Posted on November 6, 2013

Latino Voters Say Health Care, Controversial Remark Spur Them to Turn out for McAuliffe

Luz Lazo and Debbi Wilgoren, Washington Post, November 5, 2013

Some Latinos who turned out to vote in the Northern Virginia suburbs on Tuesday said they were supporting Democrat Terry McAuliffe for governor because they believed his opponent is anti-immigrant.

Republican Ken Cuccinelli II, Virginia’s attorney general, was pilloried in a Democratic campaign commercial for a remark he made criticizing a D.C. law on pest control, which he claimed prevented the killing of rats.

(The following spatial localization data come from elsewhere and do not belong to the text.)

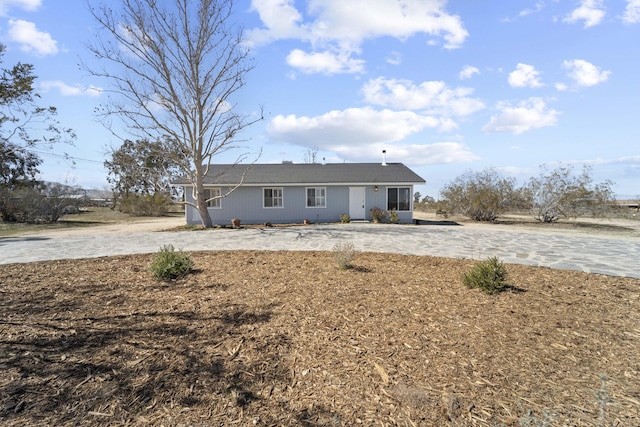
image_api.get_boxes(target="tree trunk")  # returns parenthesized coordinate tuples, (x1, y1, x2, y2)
(196, 197, 213, 228)
(194, 177, 213, 228)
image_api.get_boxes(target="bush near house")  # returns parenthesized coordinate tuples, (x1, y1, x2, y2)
(370, 207, 387, 223)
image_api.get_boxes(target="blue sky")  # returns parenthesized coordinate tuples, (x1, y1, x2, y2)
(1, 0, 639, 198)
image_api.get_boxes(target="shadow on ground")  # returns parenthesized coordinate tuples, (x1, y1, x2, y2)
(414, 219, 461, 226)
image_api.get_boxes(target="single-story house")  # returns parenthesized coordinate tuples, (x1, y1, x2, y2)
(174, 162, 426, 225)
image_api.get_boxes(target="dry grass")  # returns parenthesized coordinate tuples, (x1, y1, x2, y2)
(0, 207, 185, 237)
(1, 250, 639, 426)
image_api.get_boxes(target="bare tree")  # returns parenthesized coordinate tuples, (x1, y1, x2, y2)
(85, 0, 261, 227)
(439, 168, 516, 221)
(304, 146, 320, 164)
(524, 164, 615, 223)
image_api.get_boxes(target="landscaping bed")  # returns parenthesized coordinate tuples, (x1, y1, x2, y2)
(1, 251, 639, 426)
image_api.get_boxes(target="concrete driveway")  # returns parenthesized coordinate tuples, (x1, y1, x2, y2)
(2, 221, 639, 278)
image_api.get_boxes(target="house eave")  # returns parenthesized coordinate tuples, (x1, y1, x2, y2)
(175, 181, 424, 187)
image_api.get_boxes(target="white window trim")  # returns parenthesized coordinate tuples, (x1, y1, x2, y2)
(263, 187, 284, 208)
(204, 188, 221, 209)
(306, 186, 327, 208)
(387, 187, 412, 212)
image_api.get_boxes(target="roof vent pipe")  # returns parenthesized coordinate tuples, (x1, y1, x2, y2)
(382, 150, 387, 166)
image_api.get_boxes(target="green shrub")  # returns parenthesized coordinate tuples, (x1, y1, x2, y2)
(339, 213, 351, 223)
(148, 244, 194, 280)
(439, 168, 516, 222)
(332, 240, 356, 270)
(462, 256, 508, 294)
(0, 184, 82, 223)
(388, 209, 399, 224)
(119, 193, 171, 216)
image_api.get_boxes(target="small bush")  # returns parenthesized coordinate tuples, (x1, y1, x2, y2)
(388, 209, 399, 224)
(462, 256, 508, 294)
(148, 244, 194, 281)
(339, 213, 350, 223)
(332, 240, 356, 270)
(370, 207, 387, 223)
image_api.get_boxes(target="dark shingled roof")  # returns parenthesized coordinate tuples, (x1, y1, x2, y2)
(174, 163, 425, 185)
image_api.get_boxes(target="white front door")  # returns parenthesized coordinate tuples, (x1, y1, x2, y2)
(349, 187, 366, 220)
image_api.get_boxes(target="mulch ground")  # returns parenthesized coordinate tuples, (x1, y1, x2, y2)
(1, 251, 639, 426)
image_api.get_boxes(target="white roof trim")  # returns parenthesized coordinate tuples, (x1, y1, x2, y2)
(176, 182, 417, 188)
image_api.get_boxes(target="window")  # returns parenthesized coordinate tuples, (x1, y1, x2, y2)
(263, 188, 283, 208)
(306, 187, 326, 208)
(387, 187, 411, 211)
(204, 188, 221, 208)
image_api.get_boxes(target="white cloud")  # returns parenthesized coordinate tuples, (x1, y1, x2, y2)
(482, 98, 560, 134)
(268, 107, 455, 147)
(519, 2, 545, 17)
(362, 77, 485, 117)
(0, 0, 41, 16)
(247, 0, 305, 45)
(459, 65, 479, 80)
(562, 59, 610, 86)
(582, 155, 640, 165)
(623, 0, 640, 23)
(249, 0, 469, 48)
(508, 63, 543, 88)
(564, 0, 606, 28)
(385, 51, 402, 66)
(502, 3, 546, 24)
(308, 0, 468, 48)
(248, 0, 468, 74)
(331, 142, 479, 166)
(40, 81, 102, 97)
(286, 49, 365, 75)
(7, 19, 57, 56)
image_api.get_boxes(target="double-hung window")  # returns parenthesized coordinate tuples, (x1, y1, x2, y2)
(263, 188, 283, 208)
(387, 187, 411, 211)
(204, 188, 221, 208)
(306, 187, 326, 208)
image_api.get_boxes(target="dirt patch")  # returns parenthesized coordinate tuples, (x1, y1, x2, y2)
(1, 251, 639, 426)
(414, 212, 640, 240)
(17, 215, 186, 238)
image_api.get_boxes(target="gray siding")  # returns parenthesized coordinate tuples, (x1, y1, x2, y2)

“It is worse than our immigration policy,” Cuccinelli said in a 2012 radio interview. “You can’t break up rat families . . . and you can’t even kill ’em.”

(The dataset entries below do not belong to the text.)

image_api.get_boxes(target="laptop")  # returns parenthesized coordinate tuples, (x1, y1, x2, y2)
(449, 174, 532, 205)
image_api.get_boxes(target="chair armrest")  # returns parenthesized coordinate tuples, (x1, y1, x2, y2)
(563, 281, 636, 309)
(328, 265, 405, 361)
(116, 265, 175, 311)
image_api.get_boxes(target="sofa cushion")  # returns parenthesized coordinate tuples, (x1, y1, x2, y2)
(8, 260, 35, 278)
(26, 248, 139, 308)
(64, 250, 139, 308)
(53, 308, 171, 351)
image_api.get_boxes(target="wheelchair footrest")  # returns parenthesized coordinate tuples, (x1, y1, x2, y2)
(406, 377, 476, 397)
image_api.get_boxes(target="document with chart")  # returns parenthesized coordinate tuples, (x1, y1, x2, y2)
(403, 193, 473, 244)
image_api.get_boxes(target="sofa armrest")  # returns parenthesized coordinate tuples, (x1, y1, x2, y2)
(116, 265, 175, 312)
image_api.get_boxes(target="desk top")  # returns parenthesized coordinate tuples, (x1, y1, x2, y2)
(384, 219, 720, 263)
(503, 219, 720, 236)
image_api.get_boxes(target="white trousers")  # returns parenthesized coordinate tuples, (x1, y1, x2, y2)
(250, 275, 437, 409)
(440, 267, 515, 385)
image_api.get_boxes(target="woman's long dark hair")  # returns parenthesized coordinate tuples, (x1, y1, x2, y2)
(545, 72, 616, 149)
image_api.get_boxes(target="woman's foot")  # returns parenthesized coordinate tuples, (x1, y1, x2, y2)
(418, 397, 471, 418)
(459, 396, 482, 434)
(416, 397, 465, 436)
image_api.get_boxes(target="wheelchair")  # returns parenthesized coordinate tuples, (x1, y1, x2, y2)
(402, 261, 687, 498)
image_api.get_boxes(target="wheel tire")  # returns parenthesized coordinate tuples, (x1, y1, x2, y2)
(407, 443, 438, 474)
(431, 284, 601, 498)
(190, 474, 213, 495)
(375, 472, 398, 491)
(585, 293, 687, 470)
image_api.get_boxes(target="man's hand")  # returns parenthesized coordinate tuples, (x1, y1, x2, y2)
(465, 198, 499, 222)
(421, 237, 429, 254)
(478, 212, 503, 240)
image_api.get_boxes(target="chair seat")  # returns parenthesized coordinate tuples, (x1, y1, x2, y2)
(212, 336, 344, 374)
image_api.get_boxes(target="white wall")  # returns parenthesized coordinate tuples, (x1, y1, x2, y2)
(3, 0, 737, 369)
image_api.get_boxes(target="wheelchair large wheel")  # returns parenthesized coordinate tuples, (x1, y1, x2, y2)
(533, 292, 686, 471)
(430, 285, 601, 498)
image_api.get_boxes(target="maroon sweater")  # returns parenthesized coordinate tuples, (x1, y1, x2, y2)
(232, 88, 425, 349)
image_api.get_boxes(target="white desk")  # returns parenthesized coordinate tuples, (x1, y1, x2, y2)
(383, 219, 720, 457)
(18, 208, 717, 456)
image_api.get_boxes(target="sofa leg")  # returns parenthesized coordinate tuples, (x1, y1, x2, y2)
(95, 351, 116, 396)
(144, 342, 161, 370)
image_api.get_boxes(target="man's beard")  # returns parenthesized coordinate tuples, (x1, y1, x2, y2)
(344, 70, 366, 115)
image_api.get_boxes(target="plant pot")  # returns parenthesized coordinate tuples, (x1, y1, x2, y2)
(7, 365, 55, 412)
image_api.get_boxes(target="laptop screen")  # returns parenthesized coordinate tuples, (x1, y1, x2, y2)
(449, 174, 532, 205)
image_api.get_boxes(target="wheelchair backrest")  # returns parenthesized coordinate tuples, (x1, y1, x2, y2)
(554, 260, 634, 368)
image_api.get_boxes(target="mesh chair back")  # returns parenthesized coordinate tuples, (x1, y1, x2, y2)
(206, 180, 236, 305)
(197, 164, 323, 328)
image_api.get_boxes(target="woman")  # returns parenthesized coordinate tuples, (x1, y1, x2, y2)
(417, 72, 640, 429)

In a Spanish-language television ad that aired last month, Virginia’s Democratic Party denounced the comment — which Cuccinelli’s campaign said was taken out of context.

“He was talking about how disturbing it was that our laws treat rats better than people, because our laws let us break up immigrant families,” Republican Party spokesman Garren Shipley said.

But judging by interviews with Latino voters on Tuesday, the ad — which aired heavily on Spanish-language television in the weeks leading up to the election — resonated.

“He talks about our community with no respect,” said Umberto Adrian, a Manassas resident who was born in Bolivia and has lived in Virginia for 30 of his 60 years. “I can’t understand why a professional like him would refer to immigrants as if they are not human.”

Some Latino voters who said they were spurred to action by the commercial appeared to have their own interpretations of what Cuccinelli actually said.

“Cuccinelli called Hispanic people rats,” said Mary Alba, 74, a retired bakery worker. “I want people in office who know we need immigrant people. In this country we need people like immigrants, who work hard.”